Assessing what you can realistically do with the time and resources you have available is an important part of being an advocate. Organizing events and motivating communities to stand up for science is important, but can take a lot of energy and may not feel comfortable for everyone.
I’ve split different types of actions into three categories, organized by time and resource requirements. I’ve also included additional actions at the bottom for students, but if you’re a student feel free to use the entirety of this guide as you see fit.
Actions for anyone
If you’re someone who doesn’t have much time to advocate, these actions are a good way to help make a difference without spreading yourself thin. Some basic ways to get started: z make sure that you’re registered to vote and know where you polling place is, so on Election Day all you’ll have to do is get out and vote. Show up to town halls and other public meetings to show your support for the issues being discussed. You don’t have to be the most vocal person in the room, or on the front lines at events, but being present helps make a difference.
You can also find ways to use social media constructively. If you’re someone who already spends a fair amount of time on Facebook or Twitter, consider dedicating some of your time to advocacy. If you need tips on how to effectively use social media to support science you can check out these resources below:
Next Steps: Putting more time and resources to use
If you feel that you can do more than the actions above, try your hand at doing things that are a bit more involved. Event organizing doesn’t have to be done on a gigantic scale. You can host likeminded advocates in your home for something like a letter writing party, call in day, or voter registration drive. Other group events like this just require that you have a space for members of your community to meet for a small scale event.

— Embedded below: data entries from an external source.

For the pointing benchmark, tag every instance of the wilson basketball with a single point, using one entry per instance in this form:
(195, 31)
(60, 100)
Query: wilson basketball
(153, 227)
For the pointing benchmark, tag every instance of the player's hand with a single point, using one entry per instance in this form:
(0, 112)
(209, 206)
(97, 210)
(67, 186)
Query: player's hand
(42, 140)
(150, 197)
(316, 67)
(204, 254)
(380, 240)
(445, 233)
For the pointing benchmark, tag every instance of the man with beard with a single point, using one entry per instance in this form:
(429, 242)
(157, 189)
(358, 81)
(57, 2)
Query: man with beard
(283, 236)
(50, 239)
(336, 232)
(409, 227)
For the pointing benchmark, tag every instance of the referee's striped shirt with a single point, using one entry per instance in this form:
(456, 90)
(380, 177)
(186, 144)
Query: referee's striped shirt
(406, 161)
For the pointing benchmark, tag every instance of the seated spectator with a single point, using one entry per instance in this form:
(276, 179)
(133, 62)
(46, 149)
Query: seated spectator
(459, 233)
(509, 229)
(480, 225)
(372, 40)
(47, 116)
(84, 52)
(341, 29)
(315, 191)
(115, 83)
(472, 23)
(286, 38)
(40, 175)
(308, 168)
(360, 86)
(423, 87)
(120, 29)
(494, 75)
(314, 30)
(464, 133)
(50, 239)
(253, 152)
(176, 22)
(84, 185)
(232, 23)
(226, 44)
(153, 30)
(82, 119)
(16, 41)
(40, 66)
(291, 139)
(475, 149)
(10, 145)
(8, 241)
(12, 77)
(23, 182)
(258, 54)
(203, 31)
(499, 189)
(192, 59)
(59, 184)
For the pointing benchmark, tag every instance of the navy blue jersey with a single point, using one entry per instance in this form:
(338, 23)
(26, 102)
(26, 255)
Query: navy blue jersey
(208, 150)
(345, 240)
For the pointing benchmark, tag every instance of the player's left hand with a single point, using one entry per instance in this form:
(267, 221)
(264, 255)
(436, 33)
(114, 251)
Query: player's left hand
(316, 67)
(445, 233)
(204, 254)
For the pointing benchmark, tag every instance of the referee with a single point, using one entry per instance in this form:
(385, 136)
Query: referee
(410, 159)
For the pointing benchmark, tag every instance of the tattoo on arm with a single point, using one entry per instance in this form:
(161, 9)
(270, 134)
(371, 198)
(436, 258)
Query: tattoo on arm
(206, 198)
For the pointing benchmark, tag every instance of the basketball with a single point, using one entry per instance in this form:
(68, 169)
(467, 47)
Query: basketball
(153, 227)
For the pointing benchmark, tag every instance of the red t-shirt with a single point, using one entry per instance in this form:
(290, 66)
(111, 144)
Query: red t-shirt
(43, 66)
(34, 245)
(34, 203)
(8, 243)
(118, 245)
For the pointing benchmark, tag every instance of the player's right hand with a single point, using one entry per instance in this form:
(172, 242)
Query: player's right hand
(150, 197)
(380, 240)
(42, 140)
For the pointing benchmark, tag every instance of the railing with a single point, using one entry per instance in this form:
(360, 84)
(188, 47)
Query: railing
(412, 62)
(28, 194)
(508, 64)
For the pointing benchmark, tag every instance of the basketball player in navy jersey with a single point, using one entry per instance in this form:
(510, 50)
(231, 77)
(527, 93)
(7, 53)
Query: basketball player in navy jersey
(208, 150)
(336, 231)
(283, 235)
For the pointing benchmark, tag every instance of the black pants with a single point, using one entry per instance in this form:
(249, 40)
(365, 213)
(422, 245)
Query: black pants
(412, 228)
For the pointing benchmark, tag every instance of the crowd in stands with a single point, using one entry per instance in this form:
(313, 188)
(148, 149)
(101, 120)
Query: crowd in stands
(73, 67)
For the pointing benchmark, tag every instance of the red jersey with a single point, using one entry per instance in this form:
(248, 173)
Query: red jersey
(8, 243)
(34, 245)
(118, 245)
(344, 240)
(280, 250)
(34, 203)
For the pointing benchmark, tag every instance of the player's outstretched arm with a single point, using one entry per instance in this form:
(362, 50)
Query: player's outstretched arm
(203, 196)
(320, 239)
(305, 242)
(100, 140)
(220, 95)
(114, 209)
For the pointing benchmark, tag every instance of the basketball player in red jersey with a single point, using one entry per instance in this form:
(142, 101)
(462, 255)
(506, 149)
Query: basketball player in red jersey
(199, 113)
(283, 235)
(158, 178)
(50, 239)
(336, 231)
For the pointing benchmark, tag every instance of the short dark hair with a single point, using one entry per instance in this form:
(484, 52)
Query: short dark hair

If you don’t have the space to accommodate others you can still take your advocacy a step further with some more involved solo actions. Do you have the time to sit down and write a letter to the editor of your local paper? How about submitting effective public comments to the federal register? There are a lot of ways you can get involved by writing, just keep in mind the time it will take to craft and revise anything that you’d like to submit.
You can take any in-person actions a step further too, by securing meetings with your elected officials, or speaking out during town halls and other public events. Preparation is key. Knowing what you want to say and how to get your point across quickly can be the difference between making an impact and being overlooked.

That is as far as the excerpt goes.